Respiratory and Neurological Health Effects

It is known that individuals with chronic airway diseases like asthma and chronic obstructive pulmonary disease (COPD) are particularly vulnerable to the harmful effects of wildfire smoke. Pregnant women and children are also especially susceptible to the negative effects of smoke exposure, and permanent damage is more likely. It should come as no surprise that smoke can impact healthy individuals, as well. 

A study conducted by UC Davis Health in Sacramento during the 2020 wildfire season found that healthy individuals experienced elevated levels of inflammatory markers and the activation of immune cells called dendritic cells. The study indicated that these effects could potentially lead to “increased sensitization to allergens and could promote the development of lung disease.” 

New studies within the last 5 years or so are also emerging about the effects of smoke on the brain and its neurological functions. Studies have shown links between wildfire smoke and lower test scores, as well as cognitive performance decline. While more research is needed to fully understand the impacts of wildfire smoke on health, it is clear that wildfire smoke should not be taken lightly.  

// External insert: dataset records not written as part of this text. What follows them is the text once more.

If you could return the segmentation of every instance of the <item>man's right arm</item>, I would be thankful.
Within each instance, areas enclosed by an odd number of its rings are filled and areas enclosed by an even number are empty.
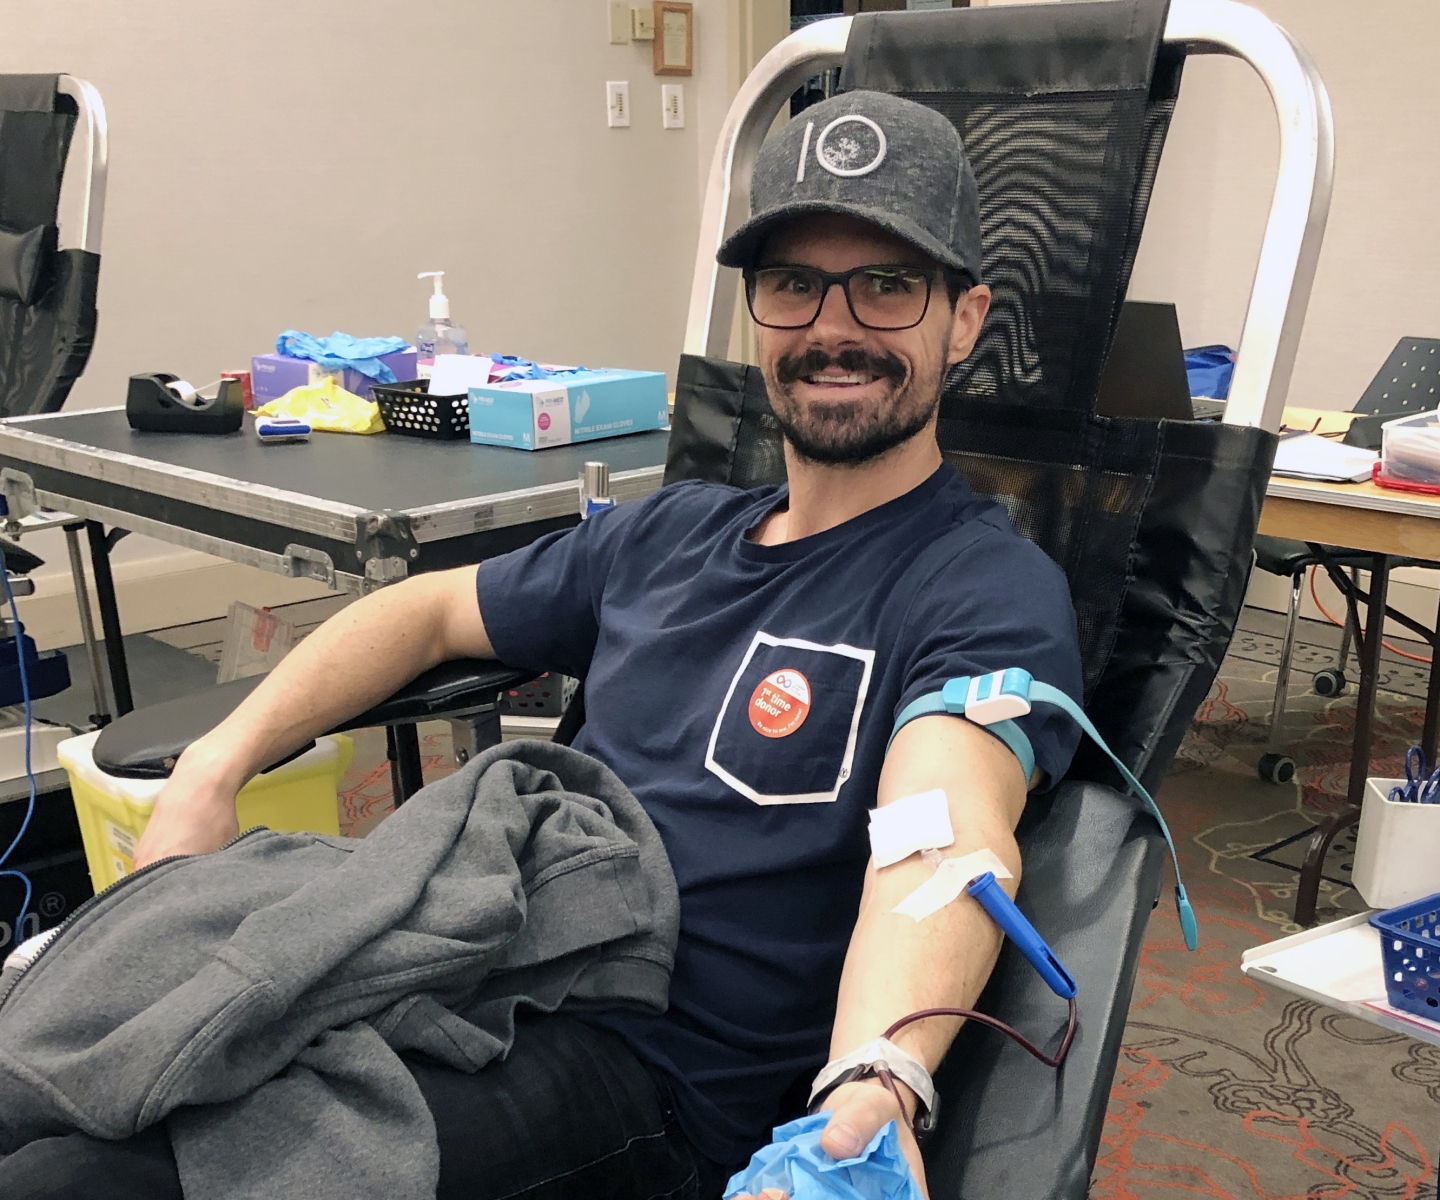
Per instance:
[[[349,605],[180,756],[135,865],[218,849],[239,832],[235,796],[252,776],[437,663],[493,657],[474,567],[422,575]]]

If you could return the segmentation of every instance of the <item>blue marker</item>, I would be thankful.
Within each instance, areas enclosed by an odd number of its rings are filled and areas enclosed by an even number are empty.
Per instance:
[[[1045,939],[1025,919],[1025,914],[1015,907],[1015,901],[1001,890],[995,882],[995,872],[986,871],[979,878],[972,879],[965,890],[980,901],[990,919],[1019,947],[1020,953],[1040,972],[1040,978],[1050,985],[1051,991],[1062,1000],[1074,997],[1075,980],[1070,977],[1070,972],[1061,966],[1054,951],[1045,944]]]

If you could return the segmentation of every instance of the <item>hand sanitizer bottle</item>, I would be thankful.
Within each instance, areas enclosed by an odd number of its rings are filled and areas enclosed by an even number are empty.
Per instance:
[[[450,320],[450,298],[441,290],[444,271],[421,271],[417,279],[434,279],[435,294],[430,297],[430,319],[415,333],[415,369],[421,379],[435,372],[437,354],[468,354],[470,345],[465,331]]]

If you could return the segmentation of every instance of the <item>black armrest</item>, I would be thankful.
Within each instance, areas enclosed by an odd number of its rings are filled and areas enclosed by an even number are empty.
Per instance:
[[[935,1077],[940,1124],[925,1146],[935,1200],[1084,1200],[1159,894],[1159,827],[1101,784],[1062,783],[1048,811],[1027,812],[1019,838],[1019,903],[1075,977],[1078,1032],[1057,1072],[994,1030],[961,1029]],[[976,1007],[1048,1052],[1059,1045],[1065,1001],[1009,942]]]
[[[340,728],[364,729],[443,717],[493,703],[500,692],[535,675],[534,671],[517,671],[480,659],[441,663]],[[130,779],[168,778],[185,748],[234,712],[264,678],[236,679],[127,713],[95,739],[95,765]]]
[[[0,538],[0,547],[5,550],[5,569],[12,575],[28,575],[36,567],[43,567],[45,560],[31,554],[24,546],[9,538]]]

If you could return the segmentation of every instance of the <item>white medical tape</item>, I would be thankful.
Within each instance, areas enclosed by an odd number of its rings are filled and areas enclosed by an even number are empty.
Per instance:
[[[954,841],[950,804],[942,788],[902,796],[870,810],[870,853],[876,870]]]
[[[834,1059],[821,1067],[820,1074],[815,1076],[815,1082],[810,1087],[809,1103],[814,1104],[816,1096],[852,1067],[870,1063],[884,1063],[890,1074],[920,1098],[920,1103],[927,1112],[934,1109],[935,1083],[930,1078],[930,1072],[925,1069],[925,1064],[885,1038],[866,1042],[860,1049],[852,1050],[843,1058]]]
[[[927,856],[928,857],[928,856]],[[954,903],[972,879],[978,879],[986,871],[995,872],[996,879],[1014,879],[993,850],[976,850],[962,854],[959,858],[947,858],[935,868],[935,874],[905,897],[890,911],[902,917],[913,917],[923,921],[931,913],[939,912],[947,904]]]
[[[193,383],[190,383],[184,379],[172,380],[165,386],[169,388],[172,392],[174,392],[175,395],[186,404],[194,404],[195,397],[199,392],[199,389],[196,388]]]

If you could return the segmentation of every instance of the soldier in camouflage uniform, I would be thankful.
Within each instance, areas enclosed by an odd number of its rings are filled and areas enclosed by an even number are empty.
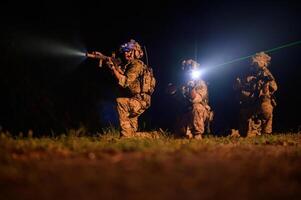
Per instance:
[[[110,61],[107,64],[124,92],[116,99],[121,137],[131,137],[137,135],[138,117],[151,105],[151,93],[143,91],[141,84],[141,76],[147,67],[140,60],[143,57],[141,46],[135,40],[130,40],[121,45],[120,52],[124,63],[122,66],[115,66]]]
[[[274,76],[267,68],[271,57],[264,52],[252,57],[251,72],[242,80],[237,78],[240,91],[240,134],[256,136],[272,133],[273,97],[277,90]]]
[[[187,138],[202,139],[206,125],[212,121],[213,112],[208,105],[208,88],[198,73],[200,64],[194,60],[184,60],[182,69],[189,77],[180,88],[169,85],[168,93],[182,100],[185,104],[184,112],[179,120],[179,134]],[[172,88],[172,89],[170,89]]]

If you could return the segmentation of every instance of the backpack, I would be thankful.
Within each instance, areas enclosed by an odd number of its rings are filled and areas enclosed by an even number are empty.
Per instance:
[[[153,69],[147,65],[144,65],[141,76],[141,92],[151,95],[155,90],[155,86],[156,79],[154,77]]]

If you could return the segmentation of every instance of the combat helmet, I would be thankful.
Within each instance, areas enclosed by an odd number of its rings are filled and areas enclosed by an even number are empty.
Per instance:
[[[182,62],[182,70],[188,74],[189,80],[199,80],[203,71],[200,69],[200,64],[189,59]]]
[[[129,51],[132,51],[132,50],[134,50],[134,52],[135,52],[134,55],[137,59],[143,57],[143,51],[142,51],[142,48],[141,48],[140,44],[138,42],[136,42],[135,40],[133,40],[133,39],[131,39],[127,43],[122,44],[120,46],[120,49],[119,49],[119,51],[121,53],[129,52]]]
[[[184,71],[197,70],[199,68],[200,68],[200,64],[192,59],[183,60],[182,62],[182,69]]]
[[[257,64],[260,67],[267,67],[270,61],[271,57],[263,51],[252,56],[252,64]]]

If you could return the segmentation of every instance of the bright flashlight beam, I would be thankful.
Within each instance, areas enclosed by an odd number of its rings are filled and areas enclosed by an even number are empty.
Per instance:
[[[51,43],[47,46],[47,51],[51,54],[64,55],[64,56],[81,56],[84,57],[86,54],[78,49],[65,46],[59,43]]]
[[[285,44],[285,45],[281,45],[281,46],[279,46],[279,47],[275,47],[275,48],[272,48],[272,49],[268,49],[268,50],[265,50],[265,51],[263,51],[263,52],[271,53],[271,52],[277,51],[277,50],[279,50],[279,49],[283,49],[283,48],[295,46],[295,45],[298,45],[298,44],[301,44],[301,40],[296,41],[296,42],[292,42],[292,43],[288,43],[288,44]],[[231,60],[231,61],[228,61],[228,62],[219,64],[219,65],[215,65],[215,66],[213,66],[213,67],[220,67],[220,66],[228,65],[228,64],[235,63],[235,62],[238,62],[238,61],[242,61],[242,60],[251,58],[251,57],[253,57],[254,55],[255,55],[255,54],[252,54],[252,55],[249,55],[249,56],[244,56],[244,57],[241,57],[241,58],[236,58],[236,59],[234,59],[234,60]]]
[[[67,57],[85,57],[84,48],[82,45],[76,45],[79,47],[73,47],[68,44],[61,43],[59,41],[51,39],[43,39],[39,37],[28,37],[23,41],[28,53],[47,54],[54,56],[67,56]],[[30,48],[29,47],[30,44]]]
[[[62,47],[61,52],[67,56],[86,56],[84,52],[69,47]]]

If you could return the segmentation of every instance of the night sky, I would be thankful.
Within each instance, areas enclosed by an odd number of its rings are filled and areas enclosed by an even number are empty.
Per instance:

Signs of Wildfire Smoke Effects

Exposure to wildfire smoke can have a range of detrimental effects on human health. It is important to be aware of the signs and symptoms associated with wildfire smoke exposure, as early detection can help in minimizing the impact on individuals. Here are some common signs to watch out for:

  • Respiratory issues: coughing, wheezing, shortness of breath, chest tightness
  • Eye irritation: burning, redness, itching, watering
  • Nasal and throat irritation: runny or stuffy nose, sneezing, sore throat, excessive phlegm production
  • Headaches and dizziness
  • Fatigue and weakness
  • Aggravation of existing health conditions like respiratory and heart conditions

How to Reduce Exposure to Wildfire Smoke

Reducing exposure to wildfire smoke is crucial for safeguarding your health, especially during periods of active wildfires. While it may not be possible to completely eliminate exposure, there are steps you can take to minimize your contact with smoke. Here are some effective strategies:

  • Stay informed about air quality conditions and wildfire information – check air quality alerts from the Environmental Protection Agency (EPA)
  • Create a clean indoor environment by keeping doors and windows closed
  • Use a CARB-certified air cleaner and run your AC on recirculate with a new filter
  • Limit outdoor activities, and if you must go outside, wear N95 or P100 respirator masks
  • Create a “clean” room in your home if your area is severely impacted – seal any gaps around doors, windows, and vents with duct tape
  • Or, consider temporarily leaving the area until air quality levels improve


A study on a smoke-driven air pollutant in the U.S. found that the number of people exposed to at least 1 day of smoke PM2.5  above 100 μg/m3  per year has increased 27-fold over the last decade. Most studies consider a 24-hour concentration of 35 μg/m3 or higher to be unhealthy and prolonged exposure to 50 μg/m3 or higher can cause serious health issues. 

If you haven’t yet experienced the effects of wildfire smoke, it seems like it’s only a matter of time until you do. If you have concerns about your health or worry about how wildfire smoke exposure has or will affect you, consider consulting a healthcare professional. By taking proactive measures and staying informed, you can help protect yourself and reduce the potential health risks associated with wildfire smoke.